La risonanza descrive l’ADHD

Gli psichiatri del King’s College di Londra hanno riesaminato i dati disponibili nella letteratura scientifica sulla possibilità di evidenziare con la risonanza magnetica le alterazioni funzionali a carico dei circuiti nervosi presenti nel disordine da deficit di attenzione e iperattività (ADHD). In particolare, si sono concentrati sugli studi che avevano esplorato con la risonanza l’attivazione di specifiche aree cerebrali durante compiti (task) di inibizione, per esempio stimoli motori “go/no-go” oppure “stop”, e durante compiti di attenzione, come gli stimoli che misurano la capacità attentiva prolungata o l’attenzione visuo-spaziale. Hanno inoltre verificato se le risposte registrate dalle immagini si modificassero in relazione all’età o all’uso di farmaci. Dai 21 studi che avevano esplorato compiti di inibizione (287 pazienti con ADHD e 320 soggetti di controllo) e dai 13 studi relativi a compiti di attenzione (171 e 178, rispettivamente) è emerso che i pazienti con ADHD avevano effettivamente, rispetto ai soggetti di controllo, una ridotta attivazione di varie aree cerebrali.
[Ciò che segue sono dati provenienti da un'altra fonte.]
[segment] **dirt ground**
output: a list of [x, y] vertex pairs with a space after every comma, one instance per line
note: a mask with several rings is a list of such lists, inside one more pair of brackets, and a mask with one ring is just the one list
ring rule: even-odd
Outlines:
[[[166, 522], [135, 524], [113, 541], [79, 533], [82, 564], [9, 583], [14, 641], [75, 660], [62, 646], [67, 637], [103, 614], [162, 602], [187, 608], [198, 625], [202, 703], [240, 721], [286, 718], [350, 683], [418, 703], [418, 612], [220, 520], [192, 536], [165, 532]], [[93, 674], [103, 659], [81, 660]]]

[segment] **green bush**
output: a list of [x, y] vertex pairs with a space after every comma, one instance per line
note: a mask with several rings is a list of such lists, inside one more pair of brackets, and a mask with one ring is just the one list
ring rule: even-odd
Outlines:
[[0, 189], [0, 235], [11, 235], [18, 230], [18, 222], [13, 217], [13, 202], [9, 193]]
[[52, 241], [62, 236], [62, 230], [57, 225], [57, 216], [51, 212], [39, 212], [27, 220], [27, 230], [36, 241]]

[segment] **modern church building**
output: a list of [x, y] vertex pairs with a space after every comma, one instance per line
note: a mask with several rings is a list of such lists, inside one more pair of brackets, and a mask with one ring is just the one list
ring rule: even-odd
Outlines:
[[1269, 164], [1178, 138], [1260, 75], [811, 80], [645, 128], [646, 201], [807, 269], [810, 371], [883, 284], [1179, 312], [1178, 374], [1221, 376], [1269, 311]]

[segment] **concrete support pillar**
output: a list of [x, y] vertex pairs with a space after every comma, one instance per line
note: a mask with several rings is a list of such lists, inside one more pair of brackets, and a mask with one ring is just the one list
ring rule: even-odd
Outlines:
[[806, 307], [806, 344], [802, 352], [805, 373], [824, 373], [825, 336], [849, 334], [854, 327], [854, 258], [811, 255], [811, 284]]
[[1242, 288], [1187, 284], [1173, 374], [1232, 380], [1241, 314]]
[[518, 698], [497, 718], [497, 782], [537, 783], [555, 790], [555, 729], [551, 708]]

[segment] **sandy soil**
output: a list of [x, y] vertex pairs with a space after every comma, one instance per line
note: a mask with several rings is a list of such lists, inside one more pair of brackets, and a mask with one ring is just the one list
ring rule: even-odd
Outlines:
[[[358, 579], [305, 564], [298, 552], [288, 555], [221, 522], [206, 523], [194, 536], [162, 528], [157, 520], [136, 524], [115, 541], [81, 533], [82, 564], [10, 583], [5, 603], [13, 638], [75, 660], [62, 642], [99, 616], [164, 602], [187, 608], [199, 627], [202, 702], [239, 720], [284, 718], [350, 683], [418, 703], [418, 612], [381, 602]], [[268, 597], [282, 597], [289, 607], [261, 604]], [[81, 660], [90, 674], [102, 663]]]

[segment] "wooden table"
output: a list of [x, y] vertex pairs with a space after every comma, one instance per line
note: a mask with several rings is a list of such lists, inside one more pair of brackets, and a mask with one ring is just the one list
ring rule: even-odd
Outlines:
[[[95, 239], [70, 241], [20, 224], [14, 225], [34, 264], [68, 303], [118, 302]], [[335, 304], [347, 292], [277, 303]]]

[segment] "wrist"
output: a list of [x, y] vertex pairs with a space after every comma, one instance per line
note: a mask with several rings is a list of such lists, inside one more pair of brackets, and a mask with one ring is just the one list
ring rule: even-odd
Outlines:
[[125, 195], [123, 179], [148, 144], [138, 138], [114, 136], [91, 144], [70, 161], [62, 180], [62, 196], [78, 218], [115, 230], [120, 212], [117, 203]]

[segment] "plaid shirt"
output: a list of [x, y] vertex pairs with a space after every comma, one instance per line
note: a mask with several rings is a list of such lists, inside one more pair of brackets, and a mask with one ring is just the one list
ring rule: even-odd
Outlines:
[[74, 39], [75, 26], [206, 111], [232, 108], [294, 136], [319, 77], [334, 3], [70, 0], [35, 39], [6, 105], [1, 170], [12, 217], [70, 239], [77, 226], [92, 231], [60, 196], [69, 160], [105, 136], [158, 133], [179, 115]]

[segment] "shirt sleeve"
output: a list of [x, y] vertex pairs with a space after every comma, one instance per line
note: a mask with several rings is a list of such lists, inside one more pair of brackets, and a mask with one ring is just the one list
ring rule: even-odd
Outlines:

L’impiego a lungo termine di farmaci stimolanti del sistema nervoso centrale produceva un’attivazione dopo compiti di attenzione più simile a quella dei soggetti di controllo. Erano inoltre evidenti modificazioni età-dipendenti.
Lo studio chiarisce che nell’ADHD sono presenti alterazioni funzionali esplorabili con la risonanza magnetica e modificazioni in relazione sia alla maturazione del sistema nervoso con l’età sia agli effetti dei farmaci utilizzati per il trattamento dell’ADHD.

Bibliografia: Hart H, Radua J, et al. Meta-analysis of functional magnetic resonance imaging studies of inhibition and attention in Attention-deficit/Hyperactivity Disorder. Exploring task-specific, stimulant medication, and age effects. Arch Gen Psychiatry 2012. doi:10.1001/jamapsychiatry.2013.277.